This may allow an attacker to obtain sensitive system information which
may aid in launching future attacks.
It should be noted that this issue reportedly affects PHPNuke version 6.5
when running a specific configuration, however other versions may also be
affected.
6. Joel Palmius Mod_Survey Data Injection Vulnerability
BugTraq ID: 7192
Remote: Yes
Date Published: Mar 23 2003 12:00AM
Relevant URL:
http://www.securityfocus.com/bid/7192
Summary:
Mod_Survey is a mod_perl module for Apache which allows web users to
create online questionaires. It is maintained by Joel Palmius and will
run on Linux and Unix variants as well as Microsoft Windows.
Mod_Survey does not sufficiently sanitize data supplied via ENV tags.
ENV tags are a feature included with Mod_Survey to import values supplied
from environment variables into the data repository.
It has been reported by the vendor that this may allow for injection of
malicious data, including delimiter characters, into the data repository.
Exploitation may allow for manipulation of environment variables or the
possibility of executing database commands through injection of SQL
syntax. Other attacks may also be possible.
This is only an issue with surveys that use ENV tags. This issues occurs
with ENV tags which import data from environment variables that may be
potentially specified or influenced by a remote user (such as
'HTTP_USER_AGENT').
The consequences of exploitation could depend on the underlying database
implementation and configuration or other factors.
7. PHPNuke Forum Module Viewtopic.php SQL Injection Vulnerability
BugTraq ID: 7193
Remote: Yes
Date Published: Mar 25 2003 12:00AM
Relevant URL:
http://www.securityfocus.com/bid/7193
Summary:
PHPNuke is a freely available, open source content management system
written in PHP. It is available for Unix, Linux, and Microsoft Operating
Systems.
A problem with PHPNuke could allow a remote user to change article
information.
It has been reported that an input validation error exists in the
'viewtopic.php' file included with PHPNuke as part of the Forum module.
Because of this, an attacker could send a malicious string through PHPNuke
that would allow the attacker to inject SQL commands and queries into the
SQL database used by PHPNuke.
Successful exploitation may allow for modification of the structure of SQL
queries, resulting in information disclosure, or database corruption.
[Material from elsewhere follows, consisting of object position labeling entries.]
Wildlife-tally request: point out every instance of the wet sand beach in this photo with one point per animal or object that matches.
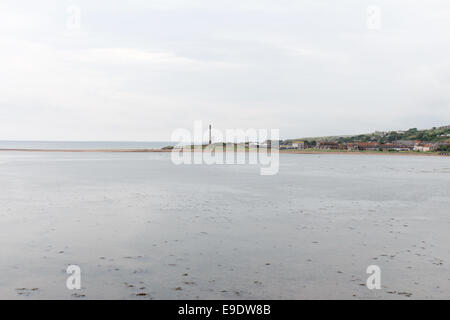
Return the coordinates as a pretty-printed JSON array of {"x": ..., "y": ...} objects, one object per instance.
[{"x": 141, "y": 227}]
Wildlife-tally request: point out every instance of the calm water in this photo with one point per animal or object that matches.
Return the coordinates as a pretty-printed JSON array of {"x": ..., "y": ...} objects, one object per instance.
[
  {"x": 89, "y": 145},
  {"x": 136, "y": 223}
]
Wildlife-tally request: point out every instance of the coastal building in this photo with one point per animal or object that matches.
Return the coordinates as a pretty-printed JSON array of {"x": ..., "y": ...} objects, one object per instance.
[
  {"x": 327, "y": 145},
  {"x": 298, "y": 145}
]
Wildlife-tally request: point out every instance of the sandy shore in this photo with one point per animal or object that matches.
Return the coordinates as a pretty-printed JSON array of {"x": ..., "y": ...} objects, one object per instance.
[{"x": 410, "y": 153}]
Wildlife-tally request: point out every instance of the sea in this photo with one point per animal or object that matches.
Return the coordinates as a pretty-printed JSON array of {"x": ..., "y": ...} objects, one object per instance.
[{"x": 139, "y": 226}]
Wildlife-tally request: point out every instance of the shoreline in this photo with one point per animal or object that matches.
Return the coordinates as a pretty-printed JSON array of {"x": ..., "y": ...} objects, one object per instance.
[{"x": 401, "y": 153}]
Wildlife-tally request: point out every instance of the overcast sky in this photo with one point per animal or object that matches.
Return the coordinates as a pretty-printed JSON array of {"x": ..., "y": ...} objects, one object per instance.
[{"x": 137, "y": 70}]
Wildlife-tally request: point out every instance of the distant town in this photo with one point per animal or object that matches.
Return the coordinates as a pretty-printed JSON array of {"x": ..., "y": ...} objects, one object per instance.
[{"x": 430, "y": 140}]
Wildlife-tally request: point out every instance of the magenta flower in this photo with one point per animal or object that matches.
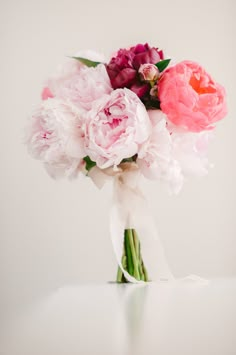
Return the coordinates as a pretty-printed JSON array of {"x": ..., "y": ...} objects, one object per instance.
[{"x": 123, "y": 68}]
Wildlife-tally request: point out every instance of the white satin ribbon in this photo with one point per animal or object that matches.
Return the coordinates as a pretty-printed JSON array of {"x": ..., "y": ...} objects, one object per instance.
[{"x": 130, "y": 210}]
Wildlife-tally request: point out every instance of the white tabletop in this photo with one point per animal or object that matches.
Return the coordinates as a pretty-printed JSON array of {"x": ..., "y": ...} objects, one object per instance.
[{"x": 184, "y": 318}]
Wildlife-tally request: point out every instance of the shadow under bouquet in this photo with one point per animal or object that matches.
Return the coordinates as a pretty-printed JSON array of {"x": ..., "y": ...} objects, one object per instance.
[{"x": 134, "y": 115}]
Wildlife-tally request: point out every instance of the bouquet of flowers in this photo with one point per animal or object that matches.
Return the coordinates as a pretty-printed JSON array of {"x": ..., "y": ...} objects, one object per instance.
[{"x": 138, "y": 114}]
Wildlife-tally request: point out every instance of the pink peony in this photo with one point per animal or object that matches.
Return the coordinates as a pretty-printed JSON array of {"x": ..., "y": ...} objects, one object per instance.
[
  {"x": 55, "y": 137},
  {"x": 190, "y": 98},
  {"x": 124, "y": 66},
  {"x": 155, "y": 158},
  {"x": 116, "y": 128},
  {"x": 83, "y": 86}
]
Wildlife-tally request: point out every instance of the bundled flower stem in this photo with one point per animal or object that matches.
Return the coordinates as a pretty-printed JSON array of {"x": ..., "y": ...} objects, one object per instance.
[{"x": 132, "y": 260}]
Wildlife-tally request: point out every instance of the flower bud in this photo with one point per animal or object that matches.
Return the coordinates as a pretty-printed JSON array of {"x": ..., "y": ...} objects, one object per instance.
[{"x": 149, "y": 72}]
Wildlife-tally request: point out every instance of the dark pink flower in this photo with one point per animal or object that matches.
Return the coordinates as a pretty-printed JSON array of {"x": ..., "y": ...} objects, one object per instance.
[{"x": 123, "y": 68}]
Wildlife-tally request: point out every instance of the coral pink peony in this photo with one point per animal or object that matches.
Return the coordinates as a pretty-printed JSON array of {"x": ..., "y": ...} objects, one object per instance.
[
  {"x": 190, "y": 98},
  {"x": 116, "y": 127},
  {"x": 54, "y": 136}
]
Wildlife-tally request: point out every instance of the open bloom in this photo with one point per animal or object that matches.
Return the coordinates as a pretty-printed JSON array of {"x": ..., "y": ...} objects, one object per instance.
[
  {"x": 83, "y": 86},
  {"x": 116, "y": 128},
  {"x": 190, "y": 98},
  {"x": 54, "y": 136},
  {"x": 124, "y": 66},
  {"x": 155, "y": 159}
]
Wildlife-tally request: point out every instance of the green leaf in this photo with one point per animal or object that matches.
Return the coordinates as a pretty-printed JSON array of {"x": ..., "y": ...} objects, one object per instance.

The
consequences depend on the nature of specific queries. This issue may
allow the attacker to exploit latent vulnerabilities in the underlying
database.
8. PHPNuke Forum Module Viewforum.PHP SQL Injection Vulnerability
BugTraq ID: 7194
Remote: Yes
Date Published: Mar 25 2003 12:00AM
Relevant URL:
http://www.securityfocus.com/bid/7194
Summary:
PHPNuke is a freely available, open source content management system
written in PHP. It is available for Unix, Linux, and Microsoft Operating
Systems.
A problem with PHPNuke could allow a remote user to change article
information.
It has been reported that an input validation error exists in the
'viewforum.php' file included with PHPNuke as part of the Forum module.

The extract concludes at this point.